Google Translate has been trying to perfect and expand open online translations for years. They’ve peaked with 90 languages at this point, now being tailed by Microsoft Translator’s 50 tongues (also available through Bing Translate and Skype). But Russia has search engines and technology companies too, and they’ve reached a segment of humanity Google hasn’t: Middle Earth.
Yandex, the dominant force in Russian search, introduced Elvish as a translation option last week. The surprise was in honor of the 124th birthday of Lord of the Rings writer and genius linguist J.R.R. Tolkien back on January 15.
“This has been made possible via machine learning and technological magic. Yandex Translate knows how to say, for example, ‘my darling,’ in Elvish,” Yandex announced on the popular social network Vkontakte. Yandex went on to say that they had poured through several Elvish manuscripts — and yes there are many — in order to get a basic list of vocabulary with basic syntax capabilities up. But they aren’t done.
“While Elvish translation works in alpha, the service team is looking for Sindarin media and any surviving inscriptions in the language that would help improve the quality of translation,” they added (translated from Russian).
They focused on the dialect known as Sindarin, one of the dialects among the several fictional languages J.R.R. Tolkien created. The Lord of the Rings universe started with The Hobbit, which was written as a way of filling in the cultural histories of the languages that Tolkien created.
Without breaking into the whole mythology (something this author is sadly unqualified to do), the Elvish language family is probably the most complex and extensive artificial language family in human history. Dialects include Quendian, Eldarin, Quenya, Goldogrin, Noldorin, Telerin, Ilkorin and Avarin. Sindarin is the ‘common dialect’ used in the Lord of the Rings trilogy. Tolkien is famous for basing his fictional linguas with elements of real spoken languages like Finnish and Welsh. Welsh phonology (sounds and speech patterns) feature prominently in Sindarin. Others included Rohirric spoken in Rohan and influenced by Ye Olde English, Westron, and Khuzdul (Dwarvish) influenced by Hebrew.
There have been other efforts to digitize the language for enthusiasts, including simple sites that convert Latin letters of English to the Tengwar characters of Elvish on sites Arno, to non-Tengwar transliteration translators like Tel’Quessir (and no, I have no idea what the hell the name means).

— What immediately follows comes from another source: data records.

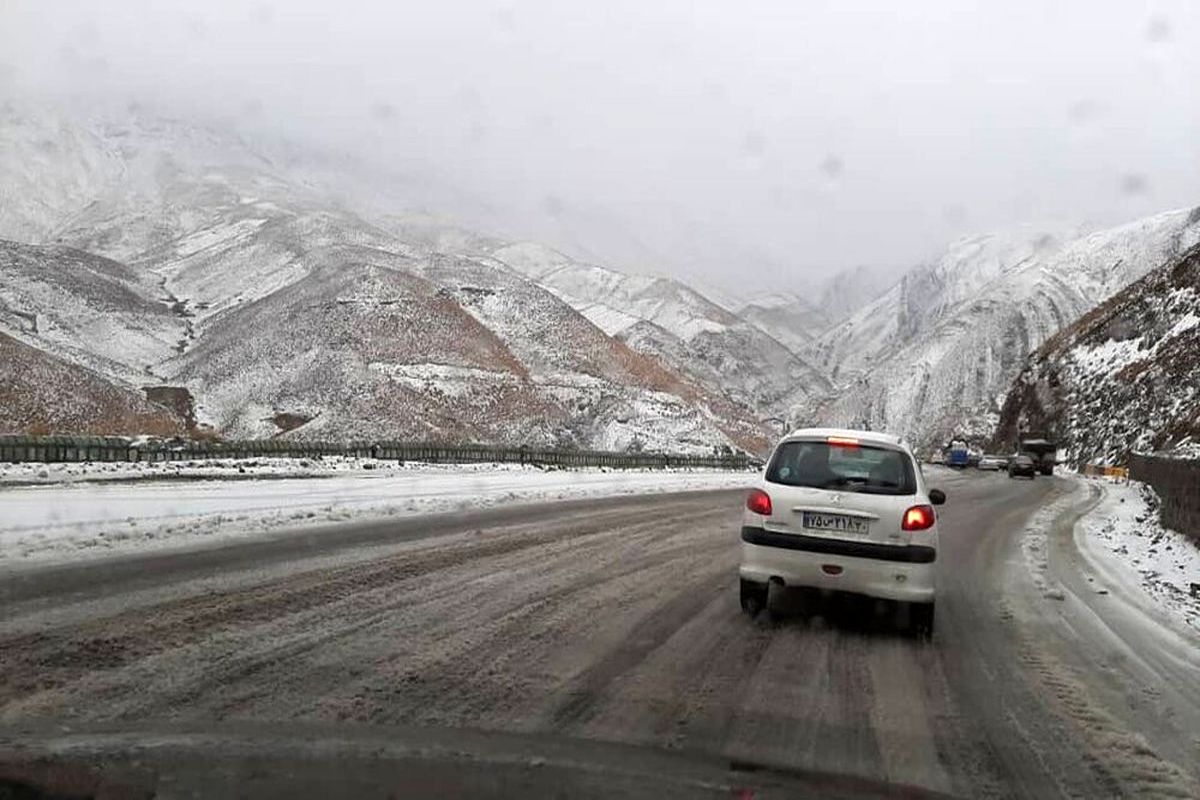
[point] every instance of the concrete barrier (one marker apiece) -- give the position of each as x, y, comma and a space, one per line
113, 449
1177, 483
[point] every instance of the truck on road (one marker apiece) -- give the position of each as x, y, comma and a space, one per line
1042, 451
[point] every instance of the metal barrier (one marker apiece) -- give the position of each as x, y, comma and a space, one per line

The surprise is somewhat of a coincidence after Google Translate’s Ukrainian service was found translating “Russia” as “Mordor” and “Russians” as “occupiers” — yeah, seriously. Google said it was an automation error.
For those Anglophones who wish to use Yandex’s new Elvish feature, you’re welcome to use the now 67-language-strong Yandex Translate for free just like Google Translate or Microsoft Translator. The basic system and the names of the respective languages, however, are written out in Russian. Still, this is an accomplishment that language enthusiasts and Tolkien fans should be proud of and excited to use.